Predicting Diagnostic Crossover

Reprinted from Eating Disorders Review
March/April 2008 Volume 19, Number 2
©2008 Gürze Books

It isn’t unusual for a patient with an eating disorder to migrate between diagnoses, particularly after the initial diagnosis is made. One of the most common crossovers is from anorexia nervosa (AN) to bulimia nervosa (BN), particularly among patients first diagnosed with restricting-type AN (AN-R). Being able to predict diagnostic crossover from AN-R to BN at an early state would be useful for treatment because bulimia and purging predict an unfavorable prognosis and increased time to remission.

Study seeks crossover risks

A team of Japanese researchers recently sought to isolate psychological factors that might predict crossover among patients with eating disorders (Biopsychosocial Medicine 2008; 2:5), and to examine the relationship between these factors and depression. Eighty patients (1 man and 79 women) undergoing treatment for AN and BN participated in the study. The mean age was 24; patients had been ill for an average of nearly 5 years; and the current mean body mass index (BMI, kg/m2) was 15.27. The patients were placed in three groups: those with AN-R only (n =44); patients who had crossed over from AN-R to AN-BN (n =22); and those who had crossed over from AN-R to BN (n =14).

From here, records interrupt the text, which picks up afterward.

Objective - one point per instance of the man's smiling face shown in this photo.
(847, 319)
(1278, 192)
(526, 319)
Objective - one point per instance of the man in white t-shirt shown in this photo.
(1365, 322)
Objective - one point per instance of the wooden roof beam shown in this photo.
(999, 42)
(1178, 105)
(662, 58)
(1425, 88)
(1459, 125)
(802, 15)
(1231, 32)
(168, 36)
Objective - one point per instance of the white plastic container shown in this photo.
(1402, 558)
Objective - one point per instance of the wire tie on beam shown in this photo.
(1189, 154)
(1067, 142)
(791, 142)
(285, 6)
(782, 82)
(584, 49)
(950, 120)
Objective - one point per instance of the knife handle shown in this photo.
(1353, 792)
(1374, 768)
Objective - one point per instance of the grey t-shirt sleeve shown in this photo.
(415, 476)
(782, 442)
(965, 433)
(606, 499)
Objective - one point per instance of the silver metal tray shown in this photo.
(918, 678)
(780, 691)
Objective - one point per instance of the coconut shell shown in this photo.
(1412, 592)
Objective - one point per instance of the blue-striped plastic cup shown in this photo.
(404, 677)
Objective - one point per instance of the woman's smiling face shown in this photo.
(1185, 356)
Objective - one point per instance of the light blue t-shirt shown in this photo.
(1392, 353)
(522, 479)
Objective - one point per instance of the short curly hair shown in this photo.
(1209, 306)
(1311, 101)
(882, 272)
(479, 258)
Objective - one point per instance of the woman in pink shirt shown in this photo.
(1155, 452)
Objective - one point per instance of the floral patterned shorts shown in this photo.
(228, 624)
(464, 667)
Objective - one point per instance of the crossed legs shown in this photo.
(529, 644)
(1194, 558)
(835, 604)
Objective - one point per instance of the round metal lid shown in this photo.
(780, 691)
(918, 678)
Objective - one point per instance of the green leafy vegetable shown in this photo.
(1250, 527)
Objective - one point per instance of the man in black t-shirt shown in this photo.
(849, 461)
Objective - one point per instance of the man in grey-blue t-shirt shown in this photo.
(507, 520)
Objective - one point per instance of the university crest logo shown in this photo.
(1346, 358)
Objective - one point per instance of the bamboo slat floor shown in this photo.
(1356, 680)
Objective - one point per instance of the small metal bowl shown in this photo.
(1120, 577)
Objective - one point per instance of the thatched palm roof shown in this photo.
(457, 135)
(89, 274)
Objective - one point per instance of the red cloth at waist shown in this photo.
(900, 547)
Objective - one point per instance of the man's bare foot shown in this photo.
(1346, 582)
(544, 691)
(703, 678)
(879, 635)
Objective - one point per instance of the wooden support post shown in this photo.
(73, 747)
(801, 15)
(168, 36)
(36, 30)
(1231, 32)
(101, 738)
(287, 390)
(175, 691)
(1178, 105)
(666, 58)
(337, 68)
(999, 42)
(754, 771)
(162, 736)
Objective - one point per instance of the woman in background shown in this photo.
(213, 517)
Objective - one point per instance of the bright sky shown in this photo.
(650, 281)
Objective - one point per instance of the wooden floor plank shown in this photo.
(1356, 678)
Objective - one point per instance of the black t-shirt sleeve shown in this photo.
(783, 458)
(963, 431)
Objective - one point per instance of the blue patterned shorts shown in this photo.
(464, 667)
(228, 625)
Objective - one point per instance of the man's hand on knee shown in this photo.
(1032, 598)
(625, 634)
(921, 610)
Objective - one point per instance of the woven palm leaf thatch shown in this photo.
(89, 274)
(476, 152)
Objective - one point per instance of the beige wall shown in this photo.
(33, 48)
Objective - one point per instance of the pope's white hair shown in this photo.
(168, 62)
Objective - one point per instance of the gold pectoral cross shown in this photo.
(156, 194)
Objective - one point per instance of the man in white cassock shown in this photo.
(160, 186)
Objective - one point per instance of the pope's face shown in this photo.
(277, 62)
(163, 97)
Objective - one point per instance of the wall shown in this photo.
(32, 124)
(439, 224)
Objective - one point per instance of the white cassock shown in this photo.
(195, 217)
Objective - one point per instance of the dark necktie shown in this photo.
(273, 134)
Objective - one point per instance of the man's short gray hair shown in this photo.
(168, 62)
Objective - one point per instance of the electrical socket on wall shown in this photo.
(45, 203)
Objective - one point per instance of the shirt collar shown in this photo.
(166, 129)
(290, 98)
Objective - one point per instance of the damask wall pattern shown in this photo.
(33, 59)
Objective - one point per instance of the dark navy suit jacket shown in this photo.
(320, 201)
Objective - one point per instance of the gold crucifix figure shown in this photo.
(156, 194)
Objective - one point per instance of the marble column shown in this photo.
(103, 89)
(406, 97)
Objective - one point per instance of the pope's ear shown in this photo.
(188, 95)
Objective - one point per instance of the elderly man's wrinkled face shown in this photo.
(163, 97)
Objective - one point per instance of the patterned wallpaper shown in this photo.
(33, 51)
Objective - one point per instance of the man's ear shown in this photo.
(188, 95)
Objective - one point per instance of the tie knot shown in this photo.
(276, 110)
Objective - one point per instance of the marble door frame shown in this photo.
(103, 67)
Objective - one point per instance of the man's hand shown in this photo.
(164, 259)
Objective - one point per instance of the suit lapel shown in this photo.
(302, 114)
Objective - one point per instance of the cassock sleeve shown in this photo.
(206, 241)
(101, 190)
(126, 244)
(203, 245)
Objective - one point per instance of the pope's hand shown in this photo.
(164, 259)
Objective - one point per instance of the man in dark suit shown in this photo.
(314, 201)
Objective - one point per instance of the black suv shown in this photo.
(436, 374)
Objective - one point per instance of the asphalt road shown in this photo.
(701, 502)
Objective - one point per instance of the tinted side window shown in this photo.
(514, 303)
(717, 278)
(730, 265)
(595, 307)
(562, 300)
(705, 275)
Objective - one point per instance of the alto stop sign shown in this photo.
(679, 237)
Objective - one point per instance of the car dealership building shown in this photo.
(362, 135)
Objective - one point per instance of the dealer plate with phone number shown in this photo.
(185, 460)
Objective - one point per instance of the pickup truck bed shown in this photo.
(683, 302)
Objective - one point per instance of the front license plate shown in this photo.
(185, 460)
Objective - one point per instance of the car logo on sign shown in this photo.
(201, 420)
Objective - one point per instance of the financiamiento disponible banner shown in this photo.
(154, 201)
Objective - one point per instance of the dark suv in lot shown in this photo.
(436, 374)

The patients were evaluated with several questionnaires, including the Multidimensional Perfectionism Scale (MPS), which measures six dimensions of perfectionism, such as concern over mistakes, parental expectations, and doubt about actions. They also used the Temperament and Character Inventory-125-4 (TCI), which includes novelty-seeking, harm avoidance, reward dependence, persistence, self-directedness, and cooperativeness. Each item is scored on a four-point scale. The Beck Depression Inventory-II (BD-II) was also used.

Significant differences emerged among the three groups

Significant differences emerged among the three groups in duration of illness, current BMI scores, maximum BMI in the past, and BDI-II scores. Patients who crossed over from AN-R to AN-BN had been ill much longer than had those with AN-R only. Patients who crossed over from AN-R to BN had significantly higher current BMIs, maximum BMIs in the past, and higher BDI-II scores than did those with AN-R only. Those who developed BN after AN-R scored significantly higher in “parental criticism” and lower in “self-directedness,” but both of these factors disappeared when depression scores were used as a co-variant.

Past obesity was a factor

A tendency toward obesity also was a factor. Dr. Hiroki Nishimura and colleagues found that patients with AN-R at onset who were overweight in the past were inclined to gain weight and to develop BN over the course of their illness. Consistent with previous studies, high parental criticism and low self-directedness were associated with crossover from AN-R to BN among the Japanese patients.

The researchers compared four patients whose diagnoses changed five years or more after the onset of illness and 32 who had different diagnoses within five years of the onset of illness (32). They found that the duration of AN-R had little effect on the psychological characteristics of patients in the two groups.

Investigating a tendency toward obesity or depression might help predict crossover from AN-R to BN. And, examining patient characteristics such as parental criticism and self-directedness may predict crossover and also, at least partly, the outcome of treatment.